Doctors told her family they weren’t sure if Clarissa would ever be able to see, walk or talk again, but she is beating the odds.

“She can see, she’s been singing and all kind of stuff,” said Diane Brickles, Clarissa’s Great Aunt. “She’s a miracle.”

On Wednesday, Clarissa was welcomed home with a parade of fire, police and EMS trucks from both West Virginia and Ohio. A helicopter also landed to help with the grand entrance.

“We’ve been watching this story (since) September 24, 2020,” said Ruth Spaun, who came out to show support for Clarissa and her family. “We’re so excited, I cant imagine the parents and what they must feel right now.”

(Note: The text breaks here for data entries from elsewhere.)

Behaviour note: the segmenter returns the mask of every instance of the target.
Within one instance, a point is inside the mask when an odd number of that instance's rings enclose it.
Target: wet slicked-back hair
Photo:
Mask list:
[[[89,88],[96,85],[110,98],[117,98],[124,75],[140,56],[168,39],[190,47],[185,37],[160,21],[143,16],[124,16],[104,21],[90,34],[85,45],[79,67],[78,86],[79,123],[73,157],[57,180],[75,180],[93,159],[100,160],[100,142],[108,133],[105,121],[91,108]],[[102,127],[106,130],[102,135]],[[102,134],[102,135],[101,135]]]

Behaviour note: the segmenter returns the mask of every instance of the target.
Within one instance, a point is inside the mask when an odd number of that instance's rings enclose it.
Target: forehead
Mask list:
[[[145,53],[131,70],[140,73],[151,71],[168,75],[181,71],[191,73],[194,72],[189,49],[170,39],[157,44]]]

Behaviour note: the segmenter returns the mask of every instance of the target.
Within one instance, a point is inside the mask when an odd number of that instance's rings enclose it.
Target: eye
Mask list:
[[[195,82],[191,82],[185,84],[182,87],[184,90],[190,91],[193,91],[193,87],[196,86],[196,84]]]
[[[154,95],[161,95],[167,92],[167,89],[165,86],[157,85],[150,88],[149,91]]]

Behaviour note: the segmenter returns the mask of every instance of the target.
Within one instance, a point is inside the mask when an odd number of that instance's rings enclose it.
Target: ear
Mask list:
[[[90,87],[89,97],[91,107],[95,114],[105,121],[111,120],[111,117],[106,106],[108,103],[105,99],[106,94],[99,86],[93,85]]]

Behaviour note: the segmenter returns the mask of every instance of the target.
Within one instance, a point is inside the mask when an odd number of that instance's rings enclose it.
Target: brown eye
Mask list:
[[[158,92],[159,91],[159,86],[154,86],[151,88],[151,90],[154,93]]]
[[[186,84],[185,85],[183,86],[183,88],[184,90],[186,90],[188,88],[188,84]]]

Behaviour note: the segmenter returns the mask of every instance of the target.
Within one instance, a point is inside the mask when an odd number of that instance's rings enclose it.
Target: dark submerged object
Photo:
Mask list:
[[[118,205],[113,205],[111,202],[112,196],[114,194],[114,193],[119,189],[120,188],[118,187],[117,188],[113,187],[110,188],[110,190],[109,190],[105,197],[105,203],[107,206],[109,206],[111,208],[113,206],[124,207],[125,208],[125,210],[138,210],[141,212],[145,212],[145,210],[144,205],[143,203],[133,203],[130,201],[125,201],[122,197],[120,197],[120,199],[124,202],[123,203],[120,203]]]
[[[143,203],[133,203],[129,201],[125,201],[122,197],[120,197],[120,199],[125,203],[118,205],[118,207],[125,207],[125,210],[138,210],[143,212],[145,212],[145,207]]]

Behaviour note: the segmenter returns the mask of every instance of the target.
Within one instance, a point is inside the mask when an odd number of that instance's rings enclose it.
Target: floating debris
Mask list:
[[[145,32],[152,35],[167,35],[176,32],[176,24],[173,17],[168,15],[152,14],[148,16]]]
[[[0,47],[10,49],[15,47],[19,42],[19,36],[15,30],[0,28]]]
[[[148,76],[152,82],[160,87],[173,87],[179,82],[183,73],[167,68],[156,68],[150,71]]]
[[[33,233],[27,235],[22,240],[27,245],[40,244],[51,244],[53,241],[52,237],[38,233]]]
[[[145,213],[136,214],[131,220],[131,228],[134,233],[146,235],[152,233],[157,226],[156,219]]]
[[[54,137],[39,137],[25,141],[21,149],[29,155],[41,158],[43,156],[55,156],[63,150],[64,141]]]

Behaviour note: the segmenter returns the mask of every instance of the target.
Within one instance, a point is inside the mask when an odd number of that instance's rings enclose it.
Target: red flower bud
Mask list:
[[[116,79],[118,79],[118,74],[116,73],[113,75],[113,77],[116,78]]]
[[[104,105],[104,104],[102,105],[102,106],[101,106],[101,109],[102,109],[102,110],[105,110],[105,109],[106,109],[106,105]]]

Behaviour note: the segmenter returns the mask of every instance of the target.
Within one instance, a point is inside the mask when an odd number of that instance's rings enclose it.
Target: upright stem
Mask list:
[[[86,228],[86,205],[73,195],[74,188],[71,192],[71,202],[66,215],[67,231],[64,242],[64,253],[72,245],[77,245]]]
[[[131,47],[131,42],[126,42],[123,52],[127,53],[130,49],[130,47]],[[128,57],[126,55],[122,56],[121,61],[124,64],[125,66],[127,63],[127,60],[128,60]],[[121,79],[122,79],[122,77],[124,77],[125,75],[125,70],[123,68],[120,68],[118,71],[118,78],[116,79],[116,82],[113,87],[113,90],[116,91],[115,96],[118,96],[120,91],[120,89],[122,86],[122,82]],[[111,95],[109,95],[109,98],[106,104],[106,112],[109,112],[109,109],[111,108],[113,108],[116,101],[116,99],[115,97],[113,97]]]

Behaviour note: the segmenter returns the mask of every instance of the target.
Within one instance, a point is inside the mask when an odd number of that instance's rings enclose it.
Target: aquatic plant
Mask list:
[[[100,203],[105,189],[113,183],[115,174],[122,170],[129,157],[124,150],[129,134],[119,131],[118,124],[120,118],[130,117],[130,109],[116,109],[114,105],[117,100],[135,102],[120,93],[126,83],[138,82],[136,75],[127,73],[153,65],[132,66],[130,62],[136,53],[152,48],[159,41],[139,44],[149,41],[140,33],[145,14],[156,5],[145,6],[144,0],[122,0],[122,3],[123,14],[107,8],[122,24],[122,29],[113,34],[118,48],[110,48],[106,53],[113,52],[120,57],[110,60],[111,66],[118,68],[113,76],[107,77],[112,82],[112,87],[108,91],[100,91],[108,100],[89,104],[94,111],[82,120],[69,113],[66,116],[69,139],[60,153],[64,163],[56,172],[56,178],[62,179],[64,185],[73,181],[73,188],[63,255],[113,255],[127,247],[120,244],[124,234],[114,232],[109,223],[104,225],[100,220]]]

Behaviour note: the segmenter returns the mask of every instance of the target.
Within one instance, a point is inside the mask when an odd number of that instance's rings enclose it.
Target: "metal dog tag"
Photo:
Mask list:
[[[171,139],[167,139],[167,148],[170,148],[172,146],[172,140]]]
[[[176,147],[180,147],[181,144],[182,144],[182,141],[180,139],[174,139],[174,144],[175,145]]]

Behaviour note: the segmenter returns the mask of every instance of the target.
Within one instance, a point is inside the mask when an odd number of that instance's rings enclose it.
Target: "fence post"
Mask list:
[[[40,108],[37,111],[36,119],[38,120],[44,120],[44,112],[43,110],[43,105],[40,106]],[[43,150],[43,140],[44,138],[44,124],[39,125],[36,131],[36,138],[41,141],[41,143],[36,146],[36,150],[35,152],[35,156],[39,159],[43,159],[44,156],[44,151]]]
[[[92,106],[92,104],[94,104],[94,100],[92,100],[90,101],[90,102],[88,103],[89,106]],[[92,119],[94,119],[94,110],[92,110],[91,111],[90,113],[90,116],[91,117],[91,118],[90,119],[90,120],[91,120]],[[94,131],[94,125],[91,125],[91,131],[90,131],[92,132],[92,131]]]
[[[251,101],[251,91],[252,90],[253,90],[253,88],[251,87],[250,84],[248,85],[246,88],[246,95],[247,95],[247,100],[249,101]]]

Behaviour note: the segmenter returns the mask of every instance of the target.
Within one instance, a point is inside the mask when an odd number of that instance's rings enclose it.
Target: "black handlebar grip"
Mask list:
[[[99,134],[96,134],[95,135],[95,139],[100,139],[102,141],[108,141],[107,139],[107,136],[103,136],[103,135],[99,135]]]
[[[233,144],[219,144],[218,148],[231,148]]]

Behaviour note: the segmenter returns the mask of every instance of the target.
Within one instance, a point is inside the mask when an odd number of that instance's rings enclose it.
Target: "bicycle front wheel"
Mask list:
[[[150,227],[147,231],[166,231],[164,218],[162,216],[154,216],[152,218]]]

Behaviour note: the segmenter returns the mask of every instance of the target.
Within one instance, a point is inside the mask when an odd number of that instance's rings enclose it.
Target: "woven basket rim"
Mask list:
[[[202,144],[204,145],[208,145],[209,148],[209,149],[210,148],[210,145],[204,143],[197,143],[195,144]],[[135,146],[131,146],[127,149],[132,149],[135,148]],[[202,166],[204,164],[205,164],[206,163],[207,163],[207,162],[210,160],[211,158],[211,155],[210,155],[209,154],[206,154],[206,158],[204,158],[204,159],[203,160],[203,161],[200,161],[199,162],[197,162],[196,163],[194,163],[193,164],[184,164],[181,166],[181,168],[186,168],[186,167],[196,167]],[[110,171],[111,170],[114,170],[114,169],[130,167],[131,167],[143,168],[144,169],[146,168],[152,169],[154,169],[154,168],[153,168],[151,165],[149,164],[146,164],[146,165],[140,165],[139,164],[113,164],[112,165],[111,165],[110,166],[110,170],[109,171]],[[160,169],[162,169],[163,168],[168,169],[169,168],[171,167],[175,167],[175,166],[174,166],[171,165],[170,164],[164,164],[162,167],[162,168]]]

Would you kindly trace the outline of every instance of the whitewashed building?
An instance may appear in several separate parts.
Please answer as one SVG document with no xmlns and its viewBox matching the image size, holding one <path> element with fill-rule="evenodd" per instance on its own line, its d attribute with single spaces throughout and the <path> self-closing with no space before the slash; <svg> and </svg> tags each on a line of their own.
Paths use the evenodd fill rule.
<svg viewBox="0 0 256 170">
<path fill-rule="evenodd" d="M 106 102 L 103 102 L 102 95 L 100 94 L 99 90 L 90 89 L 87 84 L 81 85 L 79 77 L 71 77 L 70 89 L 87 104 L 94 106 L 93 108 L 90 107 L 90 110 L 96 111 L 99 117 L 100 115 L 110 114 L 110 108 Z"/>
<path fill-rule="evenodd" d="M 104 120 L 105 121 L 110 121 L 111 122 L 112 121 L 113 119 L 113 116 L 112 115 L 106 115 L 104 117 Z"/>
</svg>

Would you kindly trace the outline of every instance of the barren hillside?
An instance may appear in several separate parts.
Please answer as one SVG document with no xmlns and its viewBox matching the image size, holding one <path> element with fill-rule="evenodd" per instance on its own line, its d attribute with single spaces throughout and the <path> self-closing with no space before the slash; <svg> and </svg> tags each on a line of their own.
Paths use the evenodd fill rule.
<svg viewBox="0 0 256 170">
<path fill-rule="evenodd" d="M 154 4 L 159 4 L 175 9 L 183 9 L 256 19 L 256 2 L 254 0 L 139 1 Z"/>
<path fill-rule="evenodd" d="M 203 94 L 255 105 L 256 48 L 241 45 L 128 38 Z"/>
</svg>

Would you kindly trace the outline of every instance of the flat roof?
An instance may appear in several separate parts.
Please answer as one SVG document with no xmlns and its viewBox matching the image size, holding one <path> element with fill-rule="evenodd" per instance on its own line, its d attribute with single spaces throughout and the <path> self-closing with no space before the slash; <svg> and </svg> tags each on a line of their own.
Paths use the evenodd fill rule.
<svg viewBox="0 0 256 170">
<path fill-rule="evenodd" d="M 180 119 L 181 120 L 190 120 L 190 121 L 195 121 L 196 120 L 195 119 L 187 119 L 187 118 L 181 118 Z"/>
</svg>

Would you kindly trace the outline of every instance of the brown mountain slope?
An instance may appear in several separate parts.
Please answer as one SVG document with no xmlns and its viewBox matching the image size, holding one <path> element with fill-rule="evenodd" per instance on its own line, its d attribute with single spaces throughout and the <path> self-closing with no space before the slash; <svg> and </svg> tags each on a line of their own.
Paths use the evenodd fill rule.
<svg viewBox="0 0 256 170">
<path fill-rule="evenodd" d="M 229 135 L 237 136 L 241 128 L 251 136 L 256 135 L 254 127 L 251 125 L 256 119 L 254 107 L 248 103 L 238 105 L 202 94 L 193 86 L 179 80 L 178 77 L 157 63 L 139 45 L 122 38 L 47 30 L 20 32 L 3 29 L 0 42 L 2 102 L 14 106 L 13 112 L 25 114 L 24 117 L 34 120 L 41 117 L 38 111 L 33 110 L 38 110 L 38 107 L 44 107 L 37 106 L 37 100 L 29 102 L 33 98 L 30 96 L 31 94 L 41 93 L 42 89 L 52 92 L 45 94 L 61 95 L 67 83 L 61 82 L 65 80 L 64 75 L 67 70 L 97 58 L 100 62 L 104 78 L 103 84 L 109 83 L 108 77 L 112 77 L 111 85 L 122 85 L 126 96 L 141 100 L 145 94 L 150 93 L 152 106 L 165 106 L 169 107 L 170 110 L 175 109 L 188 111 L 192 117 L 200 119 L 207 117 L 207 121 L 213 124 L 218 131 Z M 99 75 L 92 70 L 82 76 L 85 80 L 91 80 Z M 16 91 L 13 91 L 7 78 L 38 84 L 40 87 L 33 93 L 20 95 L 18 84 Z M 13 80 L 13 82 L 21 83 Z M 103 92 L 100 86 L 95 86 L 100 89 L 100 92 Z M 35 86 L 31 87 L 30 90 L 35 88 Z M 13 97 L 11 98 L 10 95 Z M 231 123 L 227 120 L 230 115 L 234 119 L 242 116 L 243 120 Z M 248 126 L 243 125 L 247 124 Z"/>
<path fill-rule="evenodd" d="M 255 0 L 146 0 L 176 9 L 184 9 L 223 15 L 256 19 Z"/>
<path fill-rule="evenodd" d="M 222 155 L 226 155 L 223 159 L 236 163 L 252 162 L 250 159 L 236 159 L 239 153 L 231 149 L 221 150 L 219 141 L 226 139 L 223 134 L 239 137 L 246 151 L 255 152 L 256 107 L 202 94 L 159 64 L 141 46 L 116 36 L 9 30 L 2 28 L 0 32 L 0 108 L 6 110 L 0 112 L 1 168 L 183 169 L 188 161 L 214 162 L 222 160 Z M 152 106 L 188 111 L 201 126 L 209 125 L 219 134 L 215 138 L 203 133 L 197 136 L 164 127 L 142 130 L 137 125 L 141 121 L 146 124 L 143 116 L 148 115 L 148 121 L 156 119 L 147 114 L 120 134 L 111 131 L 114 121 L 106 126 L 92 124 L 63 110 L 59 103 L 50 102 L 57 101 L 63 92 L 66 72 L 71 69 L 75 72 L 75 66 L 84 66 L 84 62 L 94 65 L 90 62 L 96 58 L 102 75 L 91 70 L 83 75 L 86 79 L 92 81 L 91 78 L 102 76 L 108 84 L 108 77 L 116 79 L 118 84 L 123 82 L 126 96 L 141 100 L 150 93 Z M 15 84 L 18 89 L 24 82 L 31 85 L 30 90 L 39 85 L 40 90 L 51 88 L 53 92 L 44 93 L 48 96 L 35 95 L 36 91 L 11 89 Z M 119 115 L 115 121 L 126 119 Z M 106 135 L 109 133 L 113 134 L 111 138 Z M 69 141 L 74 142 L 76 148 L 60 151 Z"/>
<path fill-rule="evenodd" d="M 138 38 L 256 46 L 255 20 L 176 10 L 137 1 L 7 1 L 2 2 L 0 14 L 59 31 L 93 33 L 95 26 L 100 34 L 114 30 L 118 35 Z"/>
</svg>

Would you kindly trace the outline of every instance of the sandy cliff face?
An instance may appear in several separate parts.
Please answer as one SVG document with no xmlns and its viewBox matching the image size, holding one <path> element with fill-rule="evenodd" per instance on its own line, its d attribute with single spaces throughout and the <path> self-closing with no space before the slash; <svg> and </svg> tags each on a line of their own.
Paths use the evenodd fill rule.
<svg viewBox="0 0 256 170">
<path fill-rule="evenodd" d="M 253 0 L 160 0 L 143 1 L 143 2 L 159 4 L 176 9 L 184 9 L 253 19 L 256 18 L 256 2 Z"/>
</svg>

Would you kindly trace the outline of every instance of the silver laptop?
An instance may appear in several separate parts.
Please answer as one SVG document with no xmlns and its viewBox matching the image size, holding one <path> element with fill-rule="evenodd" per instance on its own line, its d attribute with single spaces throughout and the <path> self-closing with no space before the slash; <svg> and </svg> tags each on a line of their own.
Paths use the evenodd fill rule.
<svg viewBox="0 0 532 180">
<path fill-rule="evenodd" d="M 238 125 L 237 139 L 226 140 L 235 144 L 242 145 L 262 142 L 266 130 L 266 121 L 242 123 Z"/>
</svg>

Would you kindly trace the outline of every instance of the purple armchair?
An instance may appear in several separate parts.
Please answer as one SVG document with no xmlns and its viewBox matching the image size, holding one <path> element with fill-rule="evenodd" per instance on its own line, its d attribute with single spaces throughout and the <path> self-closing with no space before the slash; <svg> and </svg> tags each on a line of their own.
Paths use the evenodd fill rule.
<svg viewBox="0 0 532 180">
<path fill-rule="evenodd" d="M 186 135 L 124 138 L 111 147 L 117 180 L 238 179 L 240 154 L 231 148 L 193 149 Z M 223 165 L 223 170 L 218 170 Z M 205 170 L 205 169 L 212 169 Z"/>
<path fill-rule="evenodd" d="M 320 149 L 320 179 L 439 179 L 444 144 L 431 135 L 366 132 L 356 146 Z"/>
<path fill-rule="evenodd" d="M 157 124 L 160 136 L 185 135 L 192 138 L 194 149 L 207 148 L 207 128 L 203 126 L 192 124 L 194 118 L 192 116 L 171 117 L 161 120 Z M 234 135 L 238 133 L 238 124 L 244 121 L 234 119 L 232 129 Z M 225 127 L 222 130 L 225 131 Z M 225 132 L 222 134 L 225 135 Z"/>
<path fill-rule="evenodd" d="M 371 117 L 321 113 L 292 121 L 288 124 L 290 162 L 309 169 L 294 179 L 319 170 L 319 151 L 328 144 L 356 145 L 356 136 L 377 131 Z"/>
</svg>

Spaun was one of hundreds of people, and signs, that took over Route 62 on Wednesday evening all to welcome Clarissa.

“(We) appreciate all the support from everybody, appreciate all they’ve done and donated,” said Daniel Marr. “They sure helped a lot, they got another place already and she (has) a long way to go but she’ll make it, she’s definitely a fighter.”

Wednesday also marked the first day that Clarissa was able to see her brother in six months.